The Revd Canon Patricia Wick has recently moved back to the Diocese of York, having worked as a with CMS in South Sudan for the past seventeen years. Patricia shares her story...
At the end of 1997 I left the parish in Hull where I was working and in 1998 set off for South Sudan. I was a Mission Partner with CMS (Church Mission Society). Civil war was still raging in Sudan so I had to get used to dodging the bombs. My home was in Maridi (in Western Equatoria State) close to the Cathedral. From 1998 – 2009 I was a Provincial Manager for the programme of Theological Education by Extension and was responsible for ten Anglican Dioceses. In 2009 I became the Diocesan Coordinator for Discipleship and Training and was also made a Canon of All Saint’s Cathedral in Maridi. On finishing my MA studies I was then appointed in 2013 as the Principal of the Diocesan Training College – Chaima Christian Institute.

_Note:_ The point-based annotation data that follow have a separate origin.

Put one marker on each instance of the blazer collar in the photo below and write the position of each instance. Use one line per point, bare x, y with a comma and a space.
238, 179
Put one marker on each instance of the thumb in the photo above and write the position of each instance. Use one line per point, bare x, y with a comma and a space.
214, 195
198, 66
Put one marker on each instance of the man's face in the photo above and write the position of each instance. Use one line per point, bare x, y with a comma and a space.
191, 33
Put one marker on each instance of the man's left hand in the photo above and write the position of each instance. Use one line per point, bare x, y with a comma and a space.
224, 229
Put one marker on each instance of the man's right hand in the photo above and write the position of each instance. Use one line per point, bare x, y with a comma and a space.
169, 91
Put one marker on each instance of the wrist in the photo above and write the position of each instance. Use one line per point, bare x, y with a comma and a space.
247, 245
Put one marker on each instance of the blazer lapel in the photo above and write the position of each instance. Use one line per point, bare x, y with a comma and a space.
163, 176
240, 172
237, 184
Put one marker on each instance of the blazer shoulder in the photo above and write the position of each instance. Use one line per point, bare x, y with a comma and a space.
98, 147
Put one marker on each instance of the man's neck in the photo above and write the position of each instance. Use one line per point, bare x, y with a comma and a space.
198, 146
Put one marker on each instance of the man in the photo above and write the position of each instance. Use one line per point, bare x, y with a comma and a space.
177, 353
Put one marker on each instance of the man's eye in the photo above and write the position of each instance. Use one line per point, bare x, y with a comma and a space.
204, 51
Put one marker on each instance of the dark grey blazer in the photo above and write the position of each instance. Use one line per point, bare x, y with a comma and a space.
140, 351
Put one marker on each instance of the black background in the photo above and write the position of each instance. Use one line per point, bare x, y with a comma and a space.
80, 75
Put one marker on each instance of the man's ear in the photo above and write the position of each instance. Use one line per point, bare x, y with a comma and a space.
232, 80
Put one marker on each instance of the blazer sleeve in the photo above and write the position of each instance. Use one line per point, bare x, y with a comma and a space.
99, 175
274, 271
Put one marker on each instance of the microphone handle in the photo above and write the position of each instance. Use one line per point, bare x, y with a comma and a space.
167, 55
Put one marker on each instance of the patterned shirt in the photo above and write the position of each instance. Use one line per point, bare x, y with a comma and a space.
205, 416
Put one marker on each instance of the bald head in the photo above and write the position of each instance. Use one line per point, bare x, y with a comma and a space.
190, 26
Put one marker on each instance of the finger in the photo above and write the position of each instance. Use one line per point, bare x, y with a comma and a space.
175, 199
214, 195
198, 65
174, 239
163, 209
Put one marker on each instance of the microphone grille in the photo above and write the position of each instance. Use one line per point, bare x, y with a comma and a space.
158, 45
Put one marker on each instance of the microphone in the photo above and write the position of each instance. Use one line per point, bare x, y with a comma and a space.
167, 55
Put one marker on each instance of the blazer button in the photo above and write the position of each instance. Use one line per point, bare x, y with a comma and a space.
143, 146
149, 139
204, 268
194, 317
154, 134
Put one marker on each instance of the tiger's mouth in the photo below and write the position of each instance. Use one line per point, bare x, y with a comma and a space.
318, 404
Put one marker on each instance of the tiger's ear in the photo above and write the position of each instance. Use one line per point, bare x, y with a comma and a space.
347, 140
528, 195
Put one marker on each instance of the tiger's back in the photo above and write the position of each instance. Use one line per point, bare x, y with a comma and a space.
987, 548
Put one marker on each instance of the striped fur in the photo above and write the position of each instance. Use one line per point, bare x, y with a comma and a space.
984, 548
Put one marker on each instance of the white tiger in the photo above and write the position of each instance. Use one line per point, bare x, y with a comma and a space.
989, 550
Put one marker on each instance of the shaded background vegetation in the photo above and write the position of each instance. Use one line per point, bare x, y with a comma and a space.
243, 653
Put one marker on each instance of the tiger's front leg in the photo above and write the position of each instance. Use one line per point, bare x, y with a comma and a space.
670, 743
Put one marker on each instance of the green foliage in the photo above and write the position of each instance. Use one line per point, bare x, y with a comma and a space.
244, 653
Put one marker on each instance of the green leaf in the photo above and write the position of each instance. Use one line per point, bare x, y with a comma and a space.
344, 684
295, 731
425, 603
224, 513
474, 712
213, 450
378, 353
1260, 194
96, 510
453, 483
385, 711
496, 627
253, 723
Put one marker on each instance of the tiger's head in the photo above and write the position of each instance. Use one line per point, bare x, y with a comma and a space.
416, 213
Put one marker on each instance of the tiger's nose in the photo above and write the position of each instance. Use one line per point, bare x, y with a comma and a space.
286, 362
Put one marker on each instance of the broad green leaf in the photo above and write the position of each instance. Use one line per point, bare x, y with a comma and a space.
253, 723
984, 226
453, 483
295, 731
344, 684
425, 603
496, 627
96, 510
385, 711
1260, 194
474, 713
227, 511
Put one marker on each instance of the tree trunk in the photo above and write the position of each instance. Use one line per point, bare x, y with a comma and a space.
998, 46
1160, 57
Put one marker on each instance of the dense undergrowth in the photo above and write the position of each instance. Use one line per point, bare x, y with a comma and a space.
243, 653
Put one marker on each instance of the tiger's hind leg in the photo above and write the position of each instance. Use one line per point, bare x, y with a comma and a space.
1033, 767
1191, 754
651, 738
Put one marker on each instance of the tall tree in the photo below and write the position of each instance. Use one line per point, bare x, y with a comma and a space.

I finished my work with CMS in April 2015. As I reflect back over the last seventeen years let me share some of the things I have learned. If you are a Pioneer, have a sense of adventure and love a challenge then South Sudan was the place to be. I learned to trust God in a way I had never done before. Sometimes we were in situations where the only thing we could do was pray. I saw amazing answers to prayer became more expectant in my praying and my God became bigger than he had ever been before. I learned that in Africa things happen when they happen, so I became much more laid back and less stressed when things didn’t happen on time or didn’t work out as planned. I learned that people are more important than the tasks I had to do.